Großbritanniens „Brexit“-Minister Dominic Raab
Reuters/Henry Nicholls
Protest gegen Deal

Rücktrittswelle nach „Brexit“-Einigung

Einen Tag nach der Zustimmung des britischen Kabinetts zum „Brexit“-Entwurf wächst der Druck auf Premier Theresa May. Aus Protest gegen den geplanten Deal mit der EU gab es am Donnerstag eine Reihe von Rücktritten. Nach „Brexit“-Minister Dominic Raab traten Arbeitsministerin Esther McVey und „Brexit“-Staatssekretärin Suella Braverman zurück. Unterdessen formiert sich eine Gruppe für ein Misstrauensvotum.

Raab sagte, der von May vorgelegte EU-Ausstiegsvertrag und insbesondere die Vorschläge zu Nordirland bedrohten die Integrität des Vereinigten Königreichs. Zudem könne er die Bedingungen des Abkommens nicht mit den Versprechen in Einklang bringen, die dem Land gemacht worden seien. Raab forderte May zum Kurswechsel auf. Das nun vorliegende Abkommen würde dazu führen, dass das Vereinigte Königreich auf unbestimmte Zeit an die EU-Regeln gebunden bliebe. May solle aber den Posten als Premierministerin behalten.
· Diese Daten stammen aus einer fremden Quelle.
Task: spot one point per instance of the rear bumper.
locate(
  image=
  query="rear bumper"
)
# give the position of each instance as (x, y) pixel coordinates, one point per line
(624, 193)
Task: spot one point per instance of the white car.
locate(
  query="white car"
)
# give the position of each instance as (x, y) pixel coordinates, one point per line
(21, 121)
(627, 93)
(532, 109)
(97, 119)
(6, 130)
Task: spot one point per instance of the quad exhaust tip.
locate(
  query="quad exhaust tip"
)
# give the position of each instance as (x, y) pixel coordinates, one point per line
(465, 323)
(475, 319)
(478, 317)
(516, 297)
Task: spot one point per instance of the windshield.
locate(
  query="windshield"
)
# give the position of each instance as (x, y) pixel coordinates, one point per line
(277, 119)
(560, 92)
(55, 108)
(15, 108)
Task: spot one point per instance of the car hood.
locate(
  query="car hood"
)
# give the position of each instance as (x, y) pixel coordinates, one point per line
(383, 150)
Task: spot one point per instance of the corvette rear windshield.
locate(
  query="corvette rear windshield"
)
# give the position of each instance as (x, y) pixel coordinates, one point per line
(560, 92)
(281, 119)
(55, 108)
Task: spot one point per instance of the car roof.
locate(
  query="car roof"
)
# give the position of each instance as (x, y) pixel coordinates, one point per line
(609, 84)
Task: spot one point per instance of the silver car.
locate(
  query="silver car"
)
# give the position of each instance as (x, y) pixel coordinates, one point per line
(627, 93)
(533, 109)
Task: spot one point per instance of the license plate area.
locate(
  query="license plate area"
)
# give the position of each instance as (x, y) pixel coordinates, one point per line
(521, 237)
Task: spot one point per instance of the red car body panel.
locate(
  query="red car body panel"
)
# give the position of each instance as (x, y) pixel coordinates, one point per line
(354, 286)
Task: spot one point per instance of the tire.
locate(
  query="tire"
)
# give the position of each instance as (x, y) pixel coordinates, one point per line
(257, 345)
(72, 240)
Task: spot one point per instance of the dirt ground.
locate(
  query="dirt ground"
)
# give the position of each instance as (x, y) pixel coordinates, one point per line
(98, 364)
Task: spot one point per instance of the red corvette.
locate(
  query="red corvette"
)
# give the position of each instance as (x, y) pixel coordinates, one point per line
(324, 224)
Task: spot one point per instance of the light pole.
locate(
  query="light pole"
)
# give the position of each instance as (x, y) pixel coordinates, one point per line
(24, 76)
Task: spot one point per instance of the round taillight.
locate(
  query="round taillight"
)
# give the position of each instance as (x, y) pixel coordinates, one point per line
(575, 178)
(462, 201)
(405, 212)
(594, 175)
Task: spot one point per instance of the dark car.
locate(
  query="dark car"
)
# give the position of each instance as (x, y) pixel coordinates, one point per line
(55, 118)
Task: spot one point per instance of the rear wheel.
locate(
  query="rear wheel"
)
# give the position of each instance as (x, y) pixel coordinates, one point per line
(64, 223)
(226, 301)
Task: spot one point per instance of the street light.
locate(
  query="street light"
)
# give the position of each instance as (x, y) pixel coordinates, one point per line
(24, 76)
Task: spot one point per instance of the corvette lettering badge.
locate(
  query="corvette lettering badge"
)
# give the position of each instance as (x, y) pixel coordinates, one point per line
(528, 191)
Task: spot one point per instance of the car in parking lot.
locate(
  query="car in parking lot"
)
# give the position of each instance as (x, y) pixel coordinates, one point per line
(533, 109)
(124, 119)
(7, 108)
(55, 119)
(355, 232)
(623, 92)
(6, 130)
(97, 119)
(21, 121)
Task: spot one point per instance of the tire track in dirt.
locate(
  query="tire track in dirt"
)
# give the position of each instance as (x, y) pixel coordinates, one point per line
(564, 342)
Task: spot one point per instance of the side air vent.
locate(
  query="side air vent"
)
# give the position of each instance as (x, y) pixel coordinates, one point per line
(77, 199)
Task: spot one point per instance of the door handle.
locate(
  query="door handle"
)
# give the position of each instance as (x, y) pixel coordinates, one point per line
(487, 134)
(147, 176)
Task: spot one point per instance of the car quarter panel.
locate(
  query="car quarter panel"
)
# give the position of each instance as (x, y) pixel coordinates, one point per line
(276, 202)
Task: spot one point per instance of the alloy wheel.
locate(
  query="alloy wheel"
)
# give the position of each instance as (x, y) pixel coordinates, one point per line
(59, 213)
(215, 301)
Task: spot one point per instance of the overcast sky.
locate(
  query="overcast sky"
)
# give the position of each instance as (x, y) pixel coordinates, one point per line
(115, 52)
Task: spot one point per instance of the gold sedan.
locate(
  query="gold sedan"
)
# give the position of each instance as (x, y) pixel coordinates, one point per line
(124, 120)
Der Deal entspreche nicht dem „Brexit“-Votum der britischen Bürgerinnen und Bürger, so auch McVey in ihrem Rücktrittsschreiben. Auch Nordirland-Staatssekretär Vara erklärte wegen des Deals „mit großer Trauer“ seinen Rückzug. Das Abkommen stelle nicht sicher, dass Großbritannien eine unabhängige Nation werde, welche die „Fesseln der EU“ abwerfen könne. Der Tory-Politiker nannte Großbritannien eine „stolze Nation“, die nicht darauf reduziert werden sollte, den Regeln anderer Länder zu gehorchen. „Die Menschen in Großbritannien verdienen Besseres“, so Vara auf Twitter.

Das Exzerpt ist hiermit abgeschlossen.